BCS system not good thing for football

Michael Casagrande

Growing up a University of Louisville fan, last week’s announcement of the Cards’ new conference affiliation called for a celebration.

Now, after allowing the jubilation to subside, my good conscience has returned, and I had a revelation.

Starting in 2005-2006, the Cards will turn themselves over to the pigskin pimps of the Bowl Championship Series.

The move to the Big East is not totally wrong. With current Conference USA ties, the Cards begin each season with almost no hope of playing for a national championship, even if they manage to go undefeated.

Just ask fellow Conference USA member Tulane. In 1998, the Green Wave finished 12-0. After being bypassed by the BCS, Tulane settled for a New Year’s Eve date with Brigham Young University in frosty Memphis at the dreary Liberty Bowl.

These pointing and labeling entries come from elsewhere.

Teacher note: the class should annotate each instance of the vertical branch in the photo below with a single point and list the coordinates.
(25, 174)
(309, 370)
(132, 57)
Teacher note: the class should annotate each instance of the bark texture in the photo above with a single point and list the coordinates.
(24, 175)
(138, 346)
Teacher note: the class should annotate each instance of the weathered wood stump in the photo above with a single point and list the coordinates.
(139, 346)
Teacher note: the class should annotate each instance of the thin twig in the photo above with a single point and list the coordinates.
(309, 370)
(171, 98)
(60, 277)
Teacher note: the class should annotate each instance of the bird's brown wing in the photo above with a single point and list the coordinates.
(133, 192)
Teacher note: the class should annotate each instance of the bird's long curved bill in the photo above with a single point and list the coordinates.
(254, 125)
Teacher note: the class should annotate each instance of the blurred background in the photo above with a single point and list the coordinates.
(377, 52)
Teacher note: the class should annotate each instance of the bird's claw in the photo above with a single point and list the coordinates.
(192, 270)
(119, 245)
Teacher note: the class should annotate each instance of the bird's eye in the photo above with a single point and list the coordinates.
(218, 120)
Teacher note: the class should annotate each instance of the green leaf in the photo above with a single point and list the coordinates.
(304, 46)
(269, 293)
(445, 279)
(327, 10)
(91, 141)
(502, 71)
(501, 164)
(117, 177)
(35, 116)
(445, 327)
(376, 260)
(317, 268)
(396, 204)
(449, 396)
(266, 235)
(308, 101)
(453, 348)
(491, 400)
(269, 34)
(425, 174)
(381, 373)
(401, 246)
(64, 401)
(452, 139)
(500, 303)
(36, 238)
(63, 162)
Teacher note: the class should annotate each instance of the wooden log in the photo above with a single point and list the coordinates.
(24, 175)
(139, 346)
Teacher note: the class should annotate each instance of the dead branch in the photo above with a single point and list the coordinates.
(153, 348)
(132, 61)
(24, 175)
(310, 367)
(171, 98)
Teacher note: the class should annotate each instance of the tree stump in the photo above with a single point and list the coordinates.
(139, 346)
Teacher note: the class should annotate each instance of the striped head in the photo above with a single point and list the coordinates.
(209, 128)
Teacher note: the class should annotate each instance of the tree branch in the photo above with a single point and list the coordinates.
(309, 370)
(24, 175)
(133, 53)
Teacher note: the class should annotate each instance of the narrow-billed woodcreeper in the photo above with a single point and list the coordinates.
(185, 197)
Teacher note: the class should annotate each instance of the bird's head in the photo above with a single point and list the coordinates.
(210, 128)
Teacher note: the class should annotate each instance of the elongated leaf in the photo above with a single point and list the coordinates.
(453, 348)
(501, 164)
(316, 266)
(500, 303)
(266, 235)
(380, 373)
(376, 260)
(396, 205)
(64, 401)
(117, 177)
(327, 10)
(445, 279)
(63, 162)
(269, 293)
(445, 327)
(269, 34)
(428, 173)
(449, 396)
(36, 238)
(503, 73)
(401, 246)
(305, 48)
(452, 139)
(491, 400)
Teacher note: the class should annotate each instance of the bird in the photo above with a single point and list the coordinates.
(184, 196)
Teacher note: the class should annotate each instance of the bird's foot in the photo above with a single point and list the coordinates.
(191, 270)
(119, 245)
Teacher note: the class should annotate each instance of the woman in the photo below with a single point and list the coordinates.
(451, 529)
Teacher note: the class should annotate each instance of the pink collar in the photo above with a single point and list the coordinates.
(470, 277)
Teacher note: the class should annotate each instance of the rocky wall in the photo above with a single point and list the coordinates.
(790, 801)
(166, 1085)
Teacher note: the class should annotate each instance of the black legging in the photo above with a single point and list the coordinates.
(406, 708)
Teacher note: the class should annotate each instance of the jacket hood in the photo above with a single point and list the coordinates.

The problem may lie not in the new conference, but in the BCS system itself.

If you do not belong to one of the chosen few conferences (ACC, Big East, Big Ten, Big-12, Pac-10 or SEC) you would be hard pressed to get an equal opportunity for the NCAA title.

No, I will not stoop so low as referring to the BCS as the “Bull Crap System,” but the now-cliched acronym speaks the truth.

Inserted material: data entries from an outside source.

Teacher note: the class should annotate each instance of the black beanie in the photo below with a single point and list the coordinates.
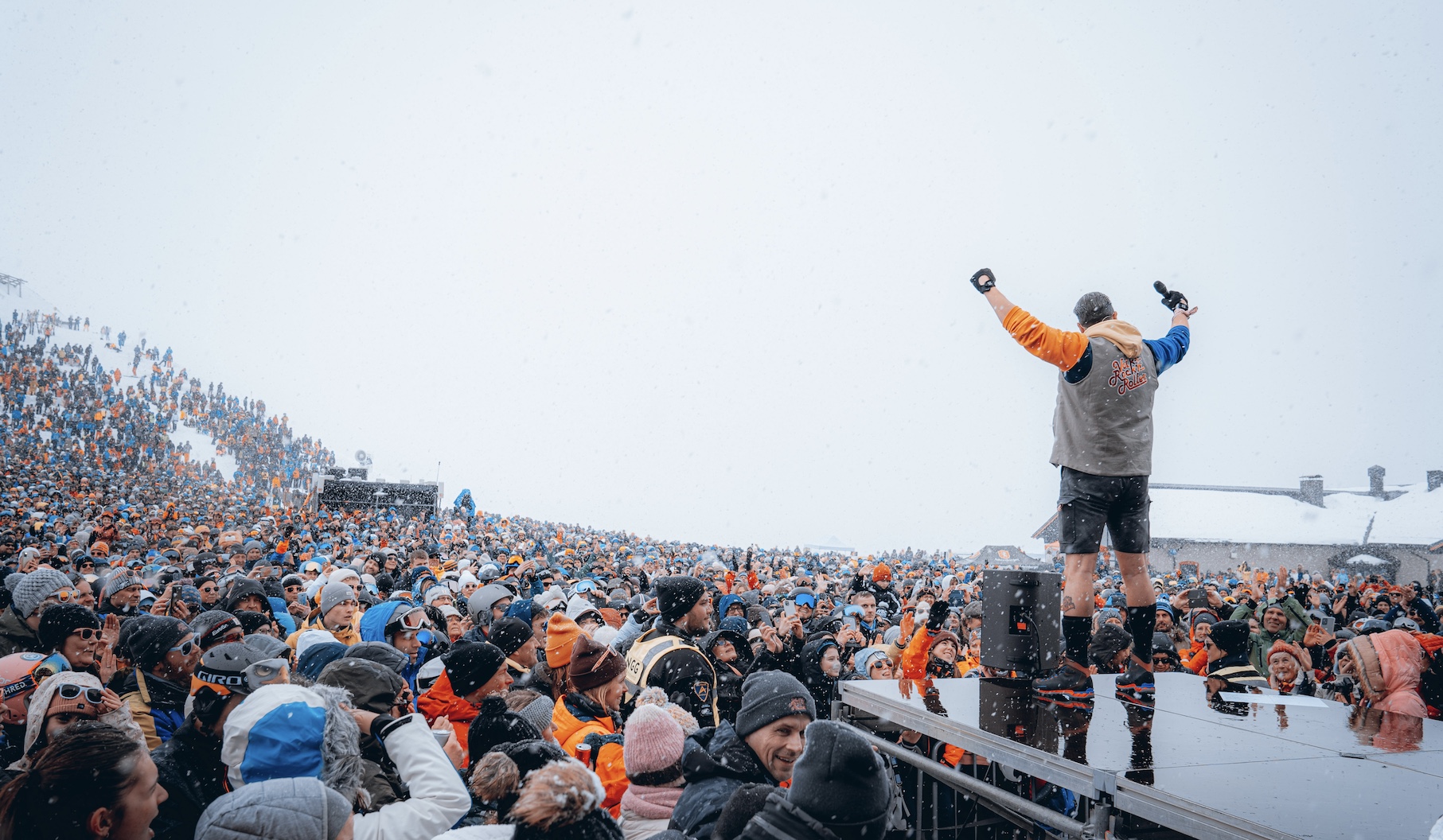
(152, 638)
(470, 666)
(1231, 637)
(768, 696)
(509, 634)
(841, 783)
(677, 595)
(495, 725)
(61, 621)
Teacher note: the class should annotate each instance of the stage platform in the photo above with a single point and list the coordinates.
(1269, 768)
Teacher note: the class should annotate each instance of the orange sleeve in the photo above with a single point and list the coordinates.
(612, 771)
(914, 659)
(1049, 344)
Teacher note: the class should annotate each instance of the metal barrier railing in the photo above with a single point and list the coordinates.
(1019, 810)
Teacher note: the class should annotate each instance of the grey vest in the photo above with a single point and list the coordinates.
(1104, 423)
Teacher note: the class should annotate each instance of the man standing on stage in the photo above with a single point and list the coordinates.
(1103, 430)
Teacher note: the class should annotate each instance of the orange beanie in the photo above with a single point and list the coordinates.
(560, 637)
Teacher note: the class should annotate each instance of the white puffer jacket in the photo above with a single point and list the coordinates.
(439, 799)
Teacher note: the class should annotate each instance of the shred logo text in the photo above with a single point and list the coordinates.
(1127, 374)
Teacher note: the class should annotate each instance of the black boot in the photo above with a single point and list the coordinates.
(1071, 682)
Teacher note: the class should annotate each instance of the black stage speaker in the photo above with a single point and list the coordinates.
(410, 500)
(1022, 620)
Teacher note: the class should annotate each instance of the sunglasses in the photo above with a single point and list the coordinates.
(413, 620)
(71, 692)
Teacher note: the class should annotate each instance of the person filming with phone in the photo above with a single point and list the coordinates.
(1103, 430)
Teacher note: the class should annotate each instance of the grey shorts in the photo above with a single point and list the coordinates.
(1090, 503)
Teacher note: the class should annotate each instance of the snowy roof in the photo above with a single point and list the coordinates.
(1413, 519)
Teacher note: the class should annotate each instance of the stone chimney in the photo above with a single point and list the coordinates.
(1375, 481)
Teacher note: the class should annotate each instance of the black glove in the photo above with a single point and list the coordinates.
(1173, 301)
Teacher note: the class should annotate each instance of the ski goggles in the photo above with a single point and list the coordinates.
(225, 631)
(263, 673)
(71, 692)
(411, 620)
(44, 668)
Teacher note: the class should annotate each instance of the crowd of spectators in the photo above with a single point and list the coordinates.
(181, 653)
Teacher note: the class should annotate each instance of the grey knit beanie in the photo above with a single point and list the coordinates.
(35, 588)
(119, 581)
(333, 595)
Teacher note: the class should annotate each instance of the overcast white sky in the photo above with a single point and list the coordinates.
(700, 270)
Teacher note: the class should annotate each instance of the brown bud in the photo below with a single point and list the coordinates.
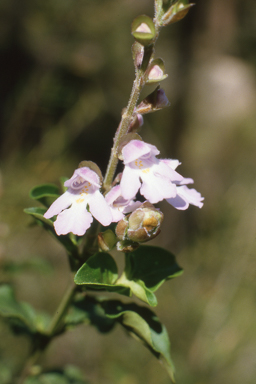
(141, 225)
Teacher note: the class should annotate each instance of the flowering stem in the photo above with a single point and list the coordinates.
(128, 114)
(122, 130)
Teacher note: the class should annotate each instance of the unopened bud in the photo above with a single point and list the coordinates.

The Division I-A football system of crowning a national champion is unlike that of any of the other NCAA-sanctioned sports.

It is time the BCS fat cats take a look at how the little guys in Division I-AA do things.

At the conclusion of the regular season, 16 teams are chosen and thrown into a bracket. Sound familiar, hoop fans?

The I-AA playoffs bring the Cinderella stories of March Madness to the pre-Christmas Saturdays normally reserved for wall-to-wall shopping.

The 2002 Toppers would be exhibit A in my case to overthrow the BCS.

Western entered the playoffs as the No. 15 seed with three losses a year ago. Still, Western won games on the road against the No. 2 and No. 3 seeds before ambushing McNeese State in the national championship game.

All the willpower I could muster was not enough to keep “One Shining Moment” from creeping into my subconscious when Jack Harbaugh won his first national title in his last game.

All right, that may be stretching it a bit.

The BCS has no potential for a team to go on a winning streak after losing a few early season games.

BCS proponents claim the elimination of the traditional bowl games would put a damper on the tradition that defines college football.

And the tens of millions of dollars the BCS members share from the television contract have nothing to do with it.

If it was about tradition, the BCS would never have eliminated the traditional Big Ten/Pac-10 match-up in the “Granddaddy of them all” Rose Bowl.

In the end, Division I-A football will continue to drown in the BCS and a handful of dot-com bowls. The tradition of BCS money -grubbing will prevent the Cards from becoming what perceived little brother Western Kentucky became last December: a champion.

Michael Casagrande is a sophomore print journalism major from Louisville.

The opinions expressed in this commentary do not reflect the views of the Herald, Western or its administration.